TelegramEntities

Ruby Version License Gem Version

Ruby gem for converting Telegram message entities between HTML and Markdown formats. Supports all Telegram MessageEntity types with UTF-16 offset/length handling.

📚 Official Telegram Documentation:

Installation

Install the gem and add to the application's Gemfile by executing:

bundle add telegram_entities

If bundler is not being used to manage dependencies, install the gem by executing:

gem install telegram_entities

Quick Start

require 'telegram_entities'

# Convert Markdown to Telegram entities
entities = TelegramEntities.from_markdown('*bold* _italic_ `code`')
puts entities.message
# => "bold italic code"

puts entities.entities
# => [
#   {"type"=>"bold", "offset"=>0, "length"=>4},
#   {"type"=>"italic", "offset"=>5, "length"=>6},
#   {"type"=>"code", "offset"=>12, "length"=>4}
# ]

Usage

Converting from Markdown to Entities

Parse Markdown text and extract Telegram entities:

require 'telegram_entities'

text = '*Hello* _world_! Visit https://example.com'
entities = TelegramEntities.from_markdown(text)

puts entities.message
# => "Hello world!
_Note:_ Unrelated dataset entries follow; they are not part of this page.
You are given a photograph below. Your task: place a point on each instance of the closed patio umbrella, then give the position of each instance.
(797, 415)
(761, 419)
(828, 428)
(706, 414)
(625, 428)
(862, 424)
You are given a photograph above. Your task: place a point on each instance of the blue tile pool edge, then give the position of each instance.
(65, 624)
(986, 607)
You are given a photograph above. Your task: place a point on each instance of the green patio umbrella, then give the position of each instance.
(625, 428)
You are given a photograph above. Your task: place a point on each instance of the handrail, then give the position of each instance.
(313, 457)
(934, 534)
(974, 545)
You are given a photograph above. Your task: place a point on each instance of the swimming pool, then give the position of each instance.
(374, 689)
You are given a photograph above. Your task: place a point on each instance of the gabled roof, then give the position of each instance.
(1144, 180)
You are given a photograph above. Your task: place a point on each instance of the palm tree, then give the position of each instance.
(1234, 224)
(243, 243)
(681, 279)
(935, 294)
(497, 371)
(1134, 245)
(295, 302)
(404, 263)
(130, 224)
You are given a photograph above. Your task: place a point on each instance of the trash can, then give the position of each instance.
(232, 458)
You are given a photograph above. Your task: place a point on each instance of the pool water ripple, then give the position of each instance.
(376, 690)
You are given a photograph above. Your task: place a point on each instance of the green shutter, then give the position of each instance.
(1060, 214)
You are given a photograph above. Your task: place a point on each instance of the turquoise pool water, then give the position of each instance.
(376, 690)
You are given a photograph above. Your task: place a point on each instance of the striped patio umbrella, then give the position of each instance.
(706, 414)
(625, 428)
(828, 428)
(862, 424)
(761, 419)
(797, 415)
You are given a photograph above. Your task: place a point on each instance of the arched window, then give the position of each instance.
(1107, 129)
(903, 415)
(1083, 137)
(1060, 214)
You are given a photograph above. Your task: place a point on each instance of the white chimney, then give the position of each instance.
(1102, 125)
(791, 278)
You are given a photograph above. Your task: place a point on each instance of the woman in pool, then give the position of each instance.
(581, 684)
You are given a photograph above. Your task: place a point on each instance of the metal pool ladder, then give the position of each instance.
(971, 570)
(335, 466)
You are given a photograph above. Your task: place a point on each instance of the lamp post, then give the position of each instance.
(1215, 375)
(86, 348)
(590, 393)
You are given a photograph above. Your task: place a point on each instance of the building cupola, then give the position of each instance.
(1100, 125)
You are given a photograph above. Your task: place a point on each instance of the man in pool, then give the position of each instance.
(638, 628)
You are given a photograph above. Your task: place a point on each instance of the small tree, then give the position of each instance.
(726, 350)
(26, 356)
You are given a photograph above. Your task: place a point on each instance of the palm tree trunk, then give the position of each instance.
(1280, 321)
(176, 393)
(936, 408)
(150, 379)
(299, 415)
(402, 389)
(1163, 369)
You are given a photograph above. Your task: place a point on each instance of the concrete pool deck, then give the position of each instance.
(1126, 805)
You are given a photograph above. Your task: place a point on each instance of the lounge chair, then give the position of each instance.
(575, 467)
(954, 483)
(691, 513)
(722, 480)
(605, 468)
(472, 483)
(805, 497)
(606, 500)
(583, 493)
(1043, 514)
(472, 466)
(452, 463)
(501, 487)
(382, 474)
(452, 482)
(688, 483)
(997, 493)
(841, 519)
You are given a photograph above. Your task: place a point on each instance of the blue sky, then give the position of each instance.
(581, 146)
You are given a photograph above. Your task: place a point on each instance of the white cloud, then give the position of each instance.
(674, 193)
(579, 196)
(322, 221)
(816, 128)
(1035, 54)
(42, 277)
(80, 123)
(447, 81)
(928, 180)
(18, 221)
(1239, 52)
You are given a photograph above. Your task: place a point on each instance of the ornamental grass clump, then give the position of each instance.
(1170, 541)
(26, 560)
Visit https://example.com"

puts entities.entities.inspect
# => [
#   {"type"=>"bold", "offset"=>0, "length"=>5},
#   {"type"=>"italic", "offset"=>6, "length"=>5},
#   {"type"=>"url", "offset"=>18, "length"=>19}
# ]

Converting from HTML to Entities

Parse HTML and extract Telegram entities:

html = '<b>bold</b> <i>italic</i> <a href="https://example.com">link</a>'
entities = TelegramEntities.from_html(html)

puts entities.message
# => "bold italic link"

puts entities.entities
# => [
#   {"type"=>"bold", "offset"=>0, "length"=>4},
#   {"type"=>"italic", "offset"=>5, "length"=>6},
#   {"type"=>"text_url", "offset"=>12, "length"=>4, "url"=>"https://example.com"}
# ]

Converting from TDLib formattedText to Entities

Convert TDLib formattedText (from tdlib-ruby) to TelegramEntities:

require 'telegram_entities'

# Get formattedText from TDLib
puts tdlib_formatted_text.inspect
# => #<TD::Types::FormattedText text="" entities=[]>

# Convert to TelegramEntities
entities = TelegramEntities.from_tdlib_formatted_text(tdlib_formatted_text.to_h)

puts entities.message
# => "text content"

puts entities.entities
# => [
#   {"type"=>"bold", "offset"=>0, "length"=>4},
#   {"type"=>"text_url", "offset"=>10, "length"=>5, "url"=>"https://example.com"}
# ]

The method supports all TDLib text entity types and automatically converts them to TelegramEntities format.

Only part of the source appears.